Ciò è importante, perché mostra come il dualismo sia necessario a concepire l’inizio dell’intera esistenza, essendone implicitamente all’origine.

In questa vicenda mitologica, anche la considerazione del ruolo dell’eros riveste una certa importanza. La Notte e l’eros godono di una prossimità che non è solo simbolica, dato che entrambi si associano all’intimità, all’amore consumato in segreto e in silenzio. Nella trama dei miti greci. Eros è considerato uno dei figli della dea Notte.

La creazione è altresì associata all’immagine di una scintilla o di un lampo: la luce appare quindi come simbolica dell’inizio, inteso come l’interruzione di un continuum silente, compresso, gravido e fittamente oscuro. Tra il nero silenzio che precede e quello che segue ogni manifestazione, vi è il lungo discorso dell’esistenza. Il Verbo o Parola rappresenta un’altra formulazione della luce; il logos è il flusso luminoso che si stacca dallo sfondo notturno del Nulla, avviando e sostenendo il processo della vita universale.

Luce e logos, simboli gemelli, sono l’increspatura che apre il varco tra il non essere e l’essere, segnando il passaggio dal Nulla all’esistenza.

«In principio Dio creò i cieli e la terra. E la terra era senza forma e vuota e le tenebre ricoprivano l’abisso e il soffio di Dio aleggiava sulla superficie delle acque».

Anche il mito cosmogonico veterotestamentario attinge agli stessi archetipi: una separazione iniziale tra cielo e terra. Il vuoto senza forma che precede la nascita della luce e di ogni altra cosa. Un liquido chiamato genericamente “acque”, le tenebre e l’abisso. Sono tutti simboli notturni, espressioni traslate del Nulla.

Avviando il processo della creazione, disponendo cioè le diverse realtà cosmologiche in un ordine, Dio usa la voce («Sia la luce!») per manifestare i fenomeni («E la luce fu»). Li nomina, ed essi vengono in essere. Procederà di separazione in separazione (luce-tenebre; acque superiori-acque inferiori; mare-terre emerse), e il primo di tutti i dualismi sarà, naturalmente, quello tra la notte e il giorno. Così, oltre allo spazio e alle prime realtà esistenti, nascerà anche il tempo. La luce, interrompendo la quiete della Notte eterna, crea lo spazio, la forma e mette in moto il tempo.

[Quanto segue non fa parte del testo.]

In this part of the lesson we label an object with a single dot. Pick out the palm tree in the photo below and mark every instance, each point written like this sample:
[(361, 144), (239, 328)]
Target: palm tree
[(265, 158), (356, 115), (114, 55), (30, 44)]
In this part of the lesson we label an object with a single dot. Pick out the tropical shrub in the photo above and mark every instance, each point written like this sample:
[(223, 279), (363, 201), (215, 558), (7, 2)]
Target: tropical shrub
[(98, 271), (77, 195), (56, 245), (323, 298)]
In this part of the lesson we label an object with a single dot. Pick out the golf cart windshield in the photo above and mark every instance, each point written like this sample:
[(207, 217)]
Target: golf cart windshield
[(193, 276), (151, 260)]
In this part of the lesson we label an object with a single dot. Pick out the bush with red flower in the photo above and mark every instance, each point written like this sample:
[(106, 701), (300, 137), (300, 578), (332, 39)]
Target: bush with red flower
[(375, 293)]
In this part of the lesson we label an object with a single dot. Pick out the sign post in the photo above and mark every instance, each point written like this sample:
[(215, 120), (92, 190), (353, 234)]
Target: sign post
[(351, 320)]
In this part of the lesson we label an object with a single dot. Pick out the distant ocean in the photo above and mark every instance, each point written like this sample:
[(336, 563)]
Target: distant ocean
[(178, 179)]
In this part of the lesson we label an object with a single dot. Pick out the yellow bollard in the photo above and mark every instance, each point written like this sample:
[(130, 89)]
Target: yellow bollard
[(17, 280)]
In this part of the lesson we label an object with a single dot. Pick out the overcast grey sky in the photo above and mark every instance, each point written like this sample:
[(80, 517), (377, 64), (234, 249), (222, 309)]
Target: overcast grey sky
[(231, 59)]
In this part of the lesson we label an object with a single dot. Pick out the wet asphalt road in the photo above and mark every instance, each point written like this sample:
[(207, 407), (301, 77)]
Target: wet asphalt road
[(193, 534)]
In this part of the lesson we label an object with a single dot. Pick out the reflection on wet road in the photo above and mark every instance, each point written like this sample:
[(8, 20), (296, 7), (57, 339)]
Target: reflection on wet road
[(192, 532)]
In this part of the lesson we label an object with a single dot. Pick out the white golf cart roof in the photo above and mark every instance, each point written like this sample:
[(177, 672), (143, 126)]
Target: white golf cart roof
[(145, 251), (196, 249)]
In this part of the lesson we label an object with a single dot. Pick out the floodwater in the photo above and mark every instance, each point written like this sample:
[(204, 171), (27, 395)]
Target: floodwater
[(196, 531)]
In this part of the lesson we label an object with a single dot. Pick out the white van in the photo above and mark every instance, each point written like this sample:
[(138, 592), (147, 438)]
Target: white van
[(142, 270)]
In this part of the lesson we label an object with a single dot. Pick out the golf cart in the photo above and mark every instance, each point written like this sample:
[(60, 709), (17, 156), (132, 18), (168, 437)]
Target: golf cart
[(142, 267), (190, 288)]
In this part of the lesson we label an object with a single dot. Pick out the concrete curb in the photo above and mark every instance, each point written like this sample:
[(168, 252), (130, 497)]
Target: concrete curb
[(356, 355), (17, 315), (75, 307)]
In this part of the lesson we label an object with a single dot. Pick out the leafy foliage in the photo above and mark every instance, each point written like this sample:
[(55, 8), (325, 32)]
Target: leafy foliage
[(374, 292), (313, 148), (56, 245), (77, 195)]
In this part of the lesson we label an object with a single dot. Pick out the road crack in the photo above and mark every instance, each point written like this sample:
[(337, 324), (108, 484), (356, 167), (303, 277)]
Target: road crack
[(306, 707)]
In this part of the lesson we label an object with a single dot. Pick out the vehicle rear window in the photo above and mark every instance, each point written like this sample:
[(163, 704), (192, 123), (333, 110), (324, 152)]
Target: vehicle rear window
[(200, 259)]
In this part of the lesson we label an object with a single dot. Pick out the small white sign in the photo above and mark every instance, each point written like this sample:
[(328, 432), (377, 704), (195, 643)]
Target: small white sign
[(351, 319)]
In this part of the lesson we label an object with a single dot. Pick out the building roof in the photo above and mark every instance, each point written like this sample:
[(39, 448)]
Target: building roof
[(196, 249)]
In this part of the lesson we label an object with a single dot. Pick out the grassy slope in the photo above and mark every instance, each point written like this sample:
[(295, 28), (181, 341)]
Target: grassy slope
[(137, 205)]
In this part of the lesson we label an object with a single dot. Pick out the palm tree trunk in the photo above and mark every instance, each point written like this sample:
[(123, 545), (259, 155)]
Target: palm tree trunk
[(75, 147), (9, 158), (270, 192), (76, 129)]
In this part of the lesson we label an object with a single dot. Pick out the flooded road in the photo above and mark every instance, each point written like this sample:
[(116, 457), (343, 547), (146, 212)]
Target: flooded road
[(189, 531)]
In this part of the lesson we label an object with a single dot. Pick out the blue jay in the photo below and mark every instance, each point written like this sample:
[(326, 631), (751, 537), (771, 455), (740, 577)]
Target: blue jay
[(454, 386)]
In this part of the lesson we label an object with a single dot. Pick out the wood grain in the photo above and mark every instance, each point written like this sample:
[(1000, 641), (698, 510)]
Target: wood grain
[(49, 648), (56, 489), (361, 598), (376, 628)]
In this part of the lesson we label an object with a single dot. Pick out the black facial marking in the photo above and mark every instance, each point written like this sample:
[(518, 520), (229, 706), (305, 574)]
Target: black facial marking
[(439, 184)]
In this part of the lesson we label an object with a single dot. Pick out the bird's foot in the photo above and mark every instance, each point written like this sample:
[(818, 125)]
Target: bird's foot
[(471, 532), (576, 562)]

Cosi è anche per la mitologia greca: il primo e più antico dio fu Chaos, da cui sorgono, per partenogenesi, Nyx, la Notte, ed Èrebo, le Tenebre. E’ solo dall’unione di questi che nasceranno Etere la luminosità del cielo – e Hemere – il giorno. La luce è un prodotto della Notte, è l’interruzione rispetto al continuum notturno. La stessa dea Nyx sarà sempre temuta da Zeus, essendo figlia del padre di tutto, Chaos.

A conferma di quanto esposto in precedenza, anche l’etimologia di “Chaos” soccorre l’idea che la separazione, l’aprirsi di uno spazio sia non solo condizione necessaria all’esistenza, ma il segno della sua nascita. L’origine del termine sarebbe infatti riconducibile al sanscrito kha, che indica lo spazio vuoto al centro di una ruota da carro, dove si inserisce il mozzo che le permette di girare. Il Chaos come vuoto posto al centro del cosmo è all’origine di ogni movimento. Dal più profondo centro della sua vitalità e attività, ogni cosa esistente grida la propria nullità.

Può quindi il Nulla essere il tratto comune al tutto? L’essenza-assenza infinita di ogni cosa finita, formata e limitata?